Ils sont très inégaux : celui situé en haut est le plus grand, les deux latéraux sont de taille moyenne et celui du bas est petit.
Au milieu de la fleur se trouvent les deux étamines portant les anthères bleues (les sacs à pollen). Elles sont situées de part et d’autre du pistil, l’organe femelle.
On peut confondre la Véronique à feuilles de serpolet avec la Véronique officinale (Veronica officinalis), dont les fleurs sont également striées, mais généralement sur un fond bleu pâle ou lilas.
Un moyen plus sûr de les distinguer l’une de l’autre est d’examiner leurs feuilles.
Toutes deux ont des feuilles opposées. C’était d’ailleurs le point commun des trois espèces que nous avons rencontrées aujourd’hui. Elles sont sessiles (sans pétiole) ou portées par un pétiole très court.
Mais les feuilles de la Véronique à feuilles de serpolet (voir photo ci-dessous à gauche) sont entières (non dentées) et glabres ou presque glabres (glabrescentes).
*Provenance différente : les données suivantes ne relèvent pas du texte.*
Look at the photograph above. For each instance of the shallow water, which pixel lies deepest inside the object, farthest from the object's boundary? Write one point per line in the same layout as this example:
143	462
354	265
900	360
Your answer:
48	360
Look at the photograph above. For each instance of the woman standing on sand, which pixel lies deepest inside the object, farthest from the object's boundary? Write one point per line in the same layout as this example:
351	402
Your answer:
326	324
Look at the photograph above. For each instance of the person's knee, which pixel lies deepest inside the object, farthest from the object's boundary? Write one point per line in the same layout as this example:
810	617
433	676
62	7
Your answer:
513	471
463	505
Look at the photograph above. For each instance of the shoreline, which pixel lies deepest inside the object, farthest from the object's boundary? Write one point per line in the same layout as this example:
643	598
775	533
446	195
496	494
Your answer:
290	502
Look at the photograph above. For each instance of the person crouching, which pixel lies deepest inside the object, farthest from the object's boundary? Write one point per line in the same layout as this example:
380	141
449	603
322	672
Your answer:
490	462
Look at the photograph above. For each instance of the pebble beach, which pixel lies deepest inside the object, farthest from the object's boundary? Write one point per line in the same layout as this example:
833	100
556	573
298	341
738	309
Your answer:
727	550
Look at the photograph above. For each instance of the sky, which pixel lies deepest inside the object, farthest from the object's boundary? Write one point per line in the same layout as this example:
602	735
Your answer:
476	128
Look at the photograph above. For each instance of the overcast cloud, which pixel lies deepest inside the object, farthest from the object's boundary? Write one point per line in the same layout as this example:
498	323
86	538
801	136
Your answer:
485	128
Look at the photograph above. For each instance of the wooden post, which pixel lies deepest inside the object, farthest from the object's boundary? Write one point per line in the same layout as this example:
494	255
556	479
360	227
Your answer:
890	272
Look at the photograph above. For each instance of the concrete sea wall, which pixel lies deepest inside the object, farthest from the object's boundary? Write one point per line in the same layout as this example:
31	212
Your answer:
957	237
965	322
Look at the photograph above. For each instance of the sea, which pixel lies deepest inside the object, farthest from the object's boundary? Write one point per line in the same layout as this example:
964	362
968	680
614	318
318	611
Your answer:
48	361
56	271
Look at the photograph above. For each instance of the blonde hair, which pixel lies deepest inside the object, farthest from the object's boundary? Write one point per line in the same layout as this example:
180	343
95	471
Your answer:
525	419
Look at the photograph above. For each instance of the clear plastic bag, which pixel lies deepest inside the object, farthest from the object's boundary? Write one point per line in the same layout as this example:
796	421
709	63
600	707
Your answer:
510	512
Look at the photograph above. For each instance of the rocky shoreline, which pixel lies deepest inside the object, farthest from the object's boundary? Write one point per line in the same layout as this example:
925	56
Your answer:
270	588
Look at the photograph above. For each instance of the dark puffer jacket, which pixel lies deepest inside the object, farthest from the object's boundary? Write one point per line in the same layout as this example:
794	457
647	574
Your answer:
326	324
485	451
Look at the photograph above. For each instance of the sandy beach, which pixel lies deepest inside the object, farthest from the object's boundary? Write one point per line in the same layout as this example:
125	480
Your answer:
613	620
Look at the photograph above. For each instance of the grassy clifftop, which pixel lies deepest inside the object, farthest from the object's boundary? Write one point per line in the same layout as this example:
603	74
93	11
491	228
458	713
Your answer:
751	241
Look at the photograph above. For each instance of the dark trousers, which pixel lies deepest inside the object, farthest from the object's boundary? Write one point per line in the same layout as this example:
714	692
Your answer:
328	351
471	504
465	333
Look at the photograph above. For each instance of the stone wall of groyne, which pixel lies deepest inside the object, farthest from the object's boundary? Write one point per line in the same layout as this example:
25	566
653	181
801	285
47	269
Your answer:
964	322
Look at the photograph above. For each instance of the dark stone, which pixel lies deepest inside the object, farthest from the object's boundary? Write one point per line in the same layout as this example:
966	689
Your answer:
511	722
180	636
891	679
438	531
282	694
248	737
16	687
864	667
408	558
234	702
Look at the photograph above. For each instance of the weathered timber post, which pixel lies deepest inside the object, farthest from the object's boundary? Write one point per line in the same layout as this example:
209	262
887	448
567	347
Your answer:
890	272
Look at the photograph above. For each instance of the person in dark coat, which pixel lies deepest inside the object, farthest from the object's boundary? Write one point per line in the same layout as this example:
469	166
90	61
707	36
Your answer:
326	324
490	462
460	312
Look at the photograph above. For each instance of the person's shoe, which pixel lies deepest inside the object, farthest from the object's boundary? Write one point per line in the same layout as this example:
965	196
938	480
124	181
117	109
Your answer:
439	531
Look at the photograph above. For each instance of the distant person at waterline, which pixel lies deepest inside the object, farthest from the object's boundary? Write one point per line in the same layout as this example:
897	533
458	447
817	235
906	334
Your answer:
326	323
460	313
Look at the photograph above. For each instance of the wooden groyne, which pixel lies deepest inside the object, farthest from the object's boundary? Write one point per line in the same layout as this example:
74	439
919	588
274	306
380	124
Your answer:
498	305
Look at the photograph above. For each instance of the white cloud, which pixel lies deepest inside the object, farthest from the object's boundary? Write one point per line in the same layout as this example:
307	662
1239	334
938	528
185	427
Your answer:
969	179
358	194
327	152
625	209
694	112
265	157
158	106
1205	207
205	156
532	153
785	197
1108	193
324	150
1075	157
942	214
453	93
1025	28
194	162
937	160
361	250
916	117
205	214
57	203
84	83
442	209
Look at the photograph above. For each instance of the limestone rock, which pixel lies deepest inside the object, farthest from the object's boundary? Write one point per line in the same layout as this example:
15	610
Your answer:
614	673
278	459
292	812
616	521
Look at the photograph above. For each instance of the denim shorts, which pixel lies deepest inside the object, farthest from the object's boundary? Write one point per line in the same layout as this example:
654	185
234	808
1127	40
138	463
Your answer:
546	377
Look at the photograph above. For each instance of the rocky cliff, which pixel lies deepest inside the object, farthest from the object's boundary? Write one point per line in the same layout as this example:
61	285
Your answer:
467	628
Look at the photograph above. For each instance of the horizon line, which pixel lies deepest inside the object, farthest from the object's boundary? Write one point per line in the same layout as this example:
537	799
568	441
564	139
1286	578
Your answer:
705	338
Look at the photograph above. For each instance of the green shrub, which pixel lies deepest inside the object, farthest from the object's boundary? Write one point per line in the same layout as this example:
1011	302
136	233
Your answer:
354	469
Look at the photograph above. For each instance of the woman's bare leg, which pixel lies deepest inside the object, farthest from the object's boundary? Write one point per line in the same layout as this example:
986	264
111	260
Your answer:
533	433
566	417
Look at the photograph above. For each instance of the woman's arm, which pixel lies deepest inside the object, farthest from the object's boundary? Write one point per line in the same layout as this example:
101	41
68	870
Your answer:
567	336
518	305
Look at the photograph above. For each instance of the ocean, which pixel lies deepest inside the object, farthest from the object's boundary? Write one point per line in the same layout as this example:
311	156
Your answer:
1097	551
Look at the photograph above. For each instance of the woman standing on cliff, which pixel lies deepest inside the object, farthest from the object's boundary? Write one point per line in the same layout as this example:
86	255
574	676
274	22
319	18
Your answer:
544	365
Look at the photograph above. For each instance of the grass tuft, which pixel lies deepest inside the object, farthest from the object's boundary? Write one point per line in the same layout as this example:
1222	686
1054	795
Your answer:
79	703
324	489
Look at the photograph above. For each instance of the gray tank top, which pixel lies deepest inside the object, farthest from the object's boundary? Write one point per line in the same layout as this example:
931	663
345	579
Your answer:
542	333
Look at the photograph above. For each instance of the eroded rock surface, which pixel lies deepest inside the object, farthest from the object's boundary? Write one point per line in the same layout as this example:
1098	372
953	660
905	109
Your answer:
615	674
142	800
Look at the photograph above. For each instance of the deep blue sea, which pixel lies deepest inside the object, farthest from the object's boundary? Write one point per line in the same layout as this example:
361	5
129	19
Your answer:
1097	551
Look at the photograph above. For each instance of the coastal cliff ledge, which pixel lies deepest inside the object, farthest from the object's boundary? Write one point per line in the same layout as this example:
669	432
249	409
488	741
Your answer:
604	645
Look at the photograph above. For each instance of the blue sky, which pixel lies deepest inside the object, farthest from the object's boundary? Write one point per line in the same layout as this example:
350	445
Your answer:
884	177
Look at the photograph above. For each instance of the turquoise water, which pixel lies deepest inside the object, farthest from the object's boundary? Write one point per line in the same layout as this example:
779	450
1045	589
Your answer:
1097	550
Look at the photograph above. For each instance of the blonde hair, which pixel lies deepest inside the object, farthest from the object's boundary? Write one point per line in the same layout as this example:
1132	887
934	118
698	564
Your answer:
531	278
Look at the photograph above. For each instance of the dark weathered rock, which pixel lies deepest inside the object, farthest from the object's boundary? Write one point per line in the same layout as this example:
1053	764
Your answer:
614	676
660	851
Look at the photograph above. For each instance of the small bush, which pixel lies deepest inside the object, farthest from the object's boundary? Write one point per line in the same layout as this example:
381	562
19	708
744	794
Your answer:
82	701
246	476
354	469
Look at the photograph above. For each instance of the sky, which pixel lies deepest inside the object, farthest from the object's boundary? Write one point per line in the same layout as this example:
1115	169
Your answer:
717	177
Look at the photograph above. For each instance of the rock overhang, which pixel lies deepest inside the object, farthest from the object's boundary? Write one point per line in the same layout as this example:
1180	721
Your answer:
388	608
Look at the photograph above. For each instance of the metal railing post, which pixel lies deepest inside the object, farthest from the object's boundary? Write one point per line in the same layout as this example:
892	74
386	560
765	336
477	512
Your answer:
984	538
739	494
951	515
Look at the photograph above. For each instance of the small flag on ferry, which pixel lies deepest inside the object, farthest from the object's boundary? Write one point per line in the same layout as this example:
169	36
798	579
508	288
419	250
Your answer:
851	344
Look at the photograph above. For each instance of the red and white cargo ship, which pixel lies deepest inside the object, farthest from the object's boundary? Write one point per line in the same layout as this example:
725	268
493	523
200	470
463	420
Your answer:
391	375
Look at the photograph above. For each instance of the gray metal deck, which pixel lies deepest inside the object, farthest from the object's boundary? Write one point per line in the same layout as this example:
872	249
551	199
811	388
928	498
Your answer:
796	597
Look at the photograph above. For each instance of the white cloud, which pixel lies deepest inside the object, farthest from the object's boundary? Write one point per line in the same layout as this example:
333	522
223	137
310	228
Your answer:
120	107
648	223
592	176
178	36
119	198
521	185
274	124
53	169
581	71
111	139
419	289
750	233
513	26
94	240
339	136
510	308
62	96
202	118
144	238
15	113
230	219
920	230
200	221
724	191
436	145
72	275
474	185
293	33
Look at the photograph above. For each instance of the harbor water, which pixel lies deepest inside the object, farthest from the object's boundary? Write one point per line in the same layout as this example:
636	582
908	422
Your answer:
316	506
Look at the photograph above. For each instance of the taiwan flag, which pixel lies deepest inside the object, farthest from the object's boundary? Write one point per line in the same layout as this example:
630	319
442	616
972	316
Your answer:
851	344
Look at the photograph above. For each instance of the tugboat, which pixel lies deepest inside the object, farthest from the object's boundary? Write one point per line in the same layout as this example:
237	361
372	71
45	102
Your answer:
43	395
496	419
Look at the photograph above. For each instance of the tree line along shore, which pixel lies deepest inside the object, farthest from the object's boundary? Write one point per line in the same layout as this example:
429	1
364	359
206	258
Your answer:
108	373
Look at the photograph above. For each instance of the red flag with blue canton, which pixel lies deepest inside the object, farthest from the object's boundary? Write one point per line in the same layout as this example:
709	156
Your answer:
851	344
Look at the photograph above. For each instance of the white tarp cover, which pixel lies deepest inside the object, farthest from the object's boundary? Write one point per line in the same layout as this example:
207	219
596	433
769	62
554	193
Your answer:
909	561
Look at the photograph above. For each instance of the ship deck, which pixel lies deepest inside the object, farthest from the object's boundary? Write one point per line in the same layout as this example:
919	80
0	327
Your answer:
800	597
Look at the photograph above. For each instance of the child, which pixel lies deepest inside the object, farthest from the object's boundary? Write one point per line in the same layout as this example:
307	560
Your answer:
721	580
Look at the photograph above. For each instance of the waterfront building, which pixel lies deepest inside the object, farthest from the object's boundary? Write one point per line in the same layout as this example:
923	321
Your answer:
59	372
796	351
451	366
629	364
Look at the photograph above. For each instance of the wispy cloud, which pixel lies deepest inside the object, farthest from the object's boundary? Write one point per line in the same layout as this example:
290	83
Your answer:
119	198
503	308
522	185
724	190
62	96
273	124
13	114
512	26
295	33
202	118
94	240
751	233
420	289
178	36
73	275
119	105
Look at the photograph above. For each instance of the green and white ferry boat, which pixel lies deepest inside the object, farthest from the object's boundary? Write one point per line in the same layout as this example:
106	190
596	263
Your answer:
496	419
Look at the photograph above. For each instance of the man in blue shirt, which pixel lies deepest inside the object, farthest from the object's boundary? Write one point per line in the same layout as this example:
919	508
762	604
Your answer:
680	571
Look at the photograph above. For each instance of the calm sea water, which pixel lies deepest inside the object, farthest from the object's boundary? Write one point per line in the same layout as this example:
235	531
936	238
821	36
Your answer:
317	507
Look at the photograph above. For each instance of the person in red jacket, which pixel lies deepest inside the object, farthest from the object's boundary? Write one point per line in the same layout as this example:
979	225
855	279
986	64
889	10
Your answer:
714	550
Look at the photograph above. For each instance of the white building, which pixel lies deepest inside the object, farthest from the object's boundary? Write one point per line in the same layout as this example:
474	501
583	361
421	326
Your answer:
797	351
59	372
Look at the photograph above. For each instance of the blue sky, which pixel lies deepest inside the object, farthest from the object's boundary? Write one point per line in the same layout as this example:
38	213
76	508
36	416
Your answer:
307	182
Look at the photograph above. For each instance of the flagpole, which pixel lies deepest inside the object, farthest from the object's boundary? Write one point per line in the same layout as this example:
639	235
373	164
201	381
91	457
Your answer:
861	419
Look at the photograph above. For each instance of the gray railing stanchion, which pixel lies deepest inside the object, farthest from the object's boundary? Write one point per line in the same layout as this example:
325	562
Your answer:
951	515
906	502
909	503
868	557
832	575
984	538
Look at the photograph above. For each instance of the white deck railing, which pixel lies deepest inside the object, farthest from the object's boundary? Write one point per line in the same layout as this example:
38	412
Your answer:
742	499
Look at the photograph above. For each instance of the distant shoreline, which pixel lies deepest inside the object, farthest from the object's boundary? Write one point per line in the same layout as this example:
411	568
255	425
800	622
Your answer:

Tandis que celles de la Véronique officinale (voir photo ci-dessous à droite) ont un bord denté muni de poils doux bien visibles.
Dans la nouvelle classification (APG III de 2009), les Véroniques ont été incluses dans la famille des Plantaginacées.
Angiospermes > Dicotylédones > Plantaginacées > Veronica
C’est une famille assez hétérogène : on y retrouve beaucoup de plantes à épis, comme par exemple les Plantains qui ont donné leur nom à la famille, et aussi la Digitale pourpre. Mais la Cymbalaire en fait également partie.